Re: [PATCH v8 01/12] mm/sparsemem: Introduce struct mem_section_usage

From: Dan Williams
Date: Fri May 10 2019 - 15:40:20 EST


On Fri, May 10, 2019 at 6:30 AM <osalvador@xxxxxxx> wrote:
>
> On 2019-05-07 01:39, Dan Williams wrote:
> > Towards enabling memory hotplug to track partial population of a
> > section, introduce 'struct mem_section_usage'.
> >
> > A pointer to a 'struct mem_section_usage' instance replaces the
> > existing
> > pointer to a 'pageblock_flags' bitmap.
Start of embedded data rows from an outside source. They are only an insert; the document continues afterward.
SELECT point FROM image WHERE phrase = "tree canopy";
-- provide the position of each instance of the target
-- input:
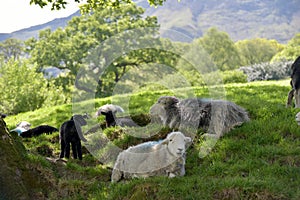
(89, 4)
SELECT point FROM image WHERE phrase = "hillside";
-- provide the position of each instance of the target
(242, 19)
(258, 160)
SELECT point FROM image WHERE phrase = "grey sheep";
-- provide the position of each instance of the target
(215, 116)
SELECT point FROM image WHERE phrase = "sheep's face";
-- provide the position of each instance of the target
(167, 101)
(79, 119)
(177, 143)
(25, 125)
(109, 107)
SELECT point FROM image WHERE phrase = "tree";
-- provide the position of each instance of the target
(68, 48)
(221, 49)
(89, 4)
(11, 49)
(291, 51)
(259, 50)
(23, 89)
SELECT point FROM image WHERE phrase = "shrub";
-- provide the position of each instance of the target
(267, 71)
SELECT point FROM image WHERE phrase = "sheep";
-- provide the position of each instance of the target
(70, 132)
(38, 131)
(155, 158)
(295, 83)
(215, 116)
(21, 127)
(2, 116)
(109, 111)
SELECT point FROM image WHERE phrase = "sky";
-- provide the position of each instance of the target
(19, 14)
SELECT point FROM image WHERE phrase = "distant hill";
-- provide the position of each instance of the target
(189, 19)
(33, 31)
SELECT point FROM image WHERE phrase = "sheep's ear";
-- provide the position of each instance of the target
(165, 141)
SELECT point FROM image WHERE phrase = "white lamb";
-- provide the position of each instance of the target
(162, 158)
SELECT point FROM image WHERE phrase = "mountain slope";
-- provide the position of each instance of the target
(33, 31)
(189, 19)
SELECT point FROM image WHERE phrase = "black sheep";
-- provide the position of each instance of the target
(38, 131)
(71, 133)
(2, 116)
(295, 83)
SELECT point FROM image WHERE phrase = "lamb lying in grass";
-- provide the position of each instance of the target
(38, 131)
(162, 158)
(215, 116)
(109, 111)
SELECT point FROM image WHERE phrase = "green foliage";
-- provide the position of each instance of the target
(23, 89)
(291, 51)
(267, 71)
(11, 49)
(259, 50)
(89, 4)
(221, 49)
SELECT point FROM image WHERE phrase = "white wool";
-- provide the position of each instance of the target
(166, 158)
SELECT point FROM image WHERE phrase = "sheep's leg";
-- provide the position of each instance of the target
(290, 98)
(74, 149)
(67, 153)
(116, 175)
(79, 150)
(62, 148)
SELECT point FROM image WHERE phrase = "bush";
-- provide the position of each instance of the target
(267, 71)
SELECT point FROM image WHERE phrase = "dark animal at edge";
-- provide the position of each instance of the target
(295, 83)
(71, 134)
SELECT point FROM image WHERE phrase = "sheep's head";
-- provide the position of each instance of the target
(107, 108)
(79, 119)
(176, 143)
(23, 124)
(161, 107)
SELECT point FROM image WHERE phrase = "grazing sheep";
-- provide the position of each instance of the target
(295, 83)
(38, 131)
(71, 133)
(215, 116)
(163, 158)
(109, 111)
(2, 116)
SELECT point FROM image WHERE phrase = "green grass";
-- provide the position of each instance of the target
(259, 160)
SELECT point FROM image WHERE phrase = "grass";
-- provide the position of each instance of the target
(259, 160)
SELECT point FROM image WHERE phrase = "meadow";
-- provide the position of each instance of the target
(258, 160)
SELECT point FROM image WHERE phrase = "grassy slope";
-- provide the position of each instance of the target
(259, 160)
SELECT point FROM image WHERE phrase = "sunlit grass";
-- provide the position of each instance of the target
(260, 159)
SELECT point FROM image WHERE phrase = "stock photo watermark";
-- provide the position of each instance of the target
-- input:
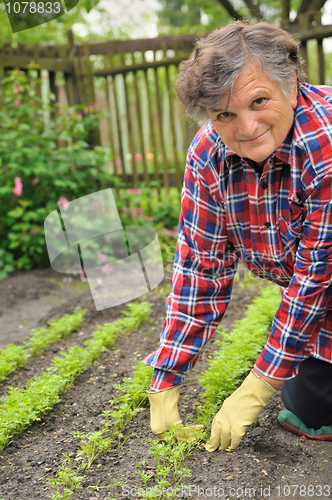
(24, 15)
(86, 236)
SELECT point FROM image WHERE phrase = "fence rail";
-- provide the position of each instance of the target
(133, 80)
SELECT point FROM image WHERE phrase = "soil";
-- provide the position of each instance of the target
(268, 459)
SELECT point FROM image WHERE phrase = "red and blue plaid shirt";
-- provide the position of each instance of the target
(279, 224)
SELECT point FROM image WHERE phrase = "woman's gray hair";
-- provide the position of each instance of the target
(219, 58)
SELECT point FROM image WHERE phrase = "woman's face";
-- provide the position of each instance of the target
(256, 118)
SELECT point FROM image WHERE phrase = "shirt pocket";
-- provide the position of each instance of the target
(290, 235)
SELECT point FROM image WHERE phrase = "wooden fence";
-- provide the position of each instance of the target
(133, 80)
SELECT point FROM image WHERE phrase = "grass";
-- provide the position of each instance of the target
(124, 408)
(238, 350)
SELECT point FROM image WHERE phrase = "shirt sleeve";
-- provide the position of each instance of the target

Effectively it adds one more
> > 'unsigned long' beyond the 'pageblock_flags' (usemap) allocation to
> > house a new 'subsection_map' bitmap. The new bitmap enables the memory
> > hot{plug,remove} implementation to act on incremental sub-divisions of
> > a
> > section.
> >
> > The default SUBSECTION_SHIFT is chosen to keep the 'subsection_map' no
> > larger than a single 'unsigned long' on the major architectures.
> > Alternatively an architecture can define ARCH_SUBSECTION_SHIFT to
> > override the default PMD_SHIFT. Note that PowerPC needs to use
> > ARCH_SUBSECTION_SHIFT to workaround PMD_SHIFT being a non-constant
> > expression on PowerPC.
> >
> > The primary motivation for this functionality is to support platforms
> > that mix "System RAM" and "Persistent Memory" within a single section,
> > or multiple PMEM ranges with different mapping lifetimes within a
> > single
> > section. The section restriction for hotplug has caused an ongoing saga
> > of hacks and bugs for devm_memremap_pages() users.
> >
> > Beyond the fixups to teach existing paths how to retrieve the 'usemap'
> > from a section, and updates to usemap allocation path, there are no
> > expected behavior changes.
> >
> > Cc: Michal Hocko <mhocko@xxxxxxxx>
> > Cc: Vlastimil Babka <vbabka@xxxxxxx>
> > Cc: Logan Gunthorpe <logang@xxxxxxxxxxxx>
> > Cc: Oscar Salvador <osalvador@xxxxxxx>
> > Cc: Pavel Tatashin <pasha.tatashin@xxxxxxxxxx>
> > Cc: Benjamin Herrenschmidt <benh@xxxxxxxxxxxxxxxxxxx>
> > Cc: Paul Mackerras <paulus@xxxxxxxxx>
> > Cc: Michael Ellerman <mpe@xxxxxxxxxxxxxx>
> > Signed-off-by: Dan Williams <dan.j.williams@xxxxxxxxx>
> > ---
> > arch/powerpc/include/asm/sparsemem.h | 3 +
> > include/linux/mmzone.h | 48 +++++++++++++++++++-
> > mm/memory_hotplug.c | 18 ++++----
> > mm/page_alloc.c | 2 -
> > mm/sparse.c | 81
> > +++++++++++++++++-----------------
> > 5 files changed, 99 insertions(+), 53 deletions(-)
> >
> > diff --git a/arch/powerpc/include/asm/sparsemem.h
> > b/arch/powerpc/include/asm/sparsemem.h
> > index 3192d454a733..1aa3c9303bf8 100644
> > --- a/arch/powerpc/include/asm/sparsemem.h
> > +++ b/arch/powerpc/include/asm/sparsemem.h
> > @@ -10,6 +10,9 @@
> > */
> > #define SECTION_SIZE_BITS 24
> >
> > +/* Reflect the largest possible PMD-size as the subsection-size
> > constant */
> > +#define ARCH_SUBSECTION_SHIFT 24
> > +
>
> I guess this is done because PMD_SHIFT is defined at runtime rather at
> compile time,
> right?

Correct, PowerPC has:

#define PMD_SHIFT (PAGE_SHIFT + PTE_INDEX_SIZE)
#define PTE_INDEX_SIZE __pte_index_size

...where __pte_index_size is variable established at kernel init time.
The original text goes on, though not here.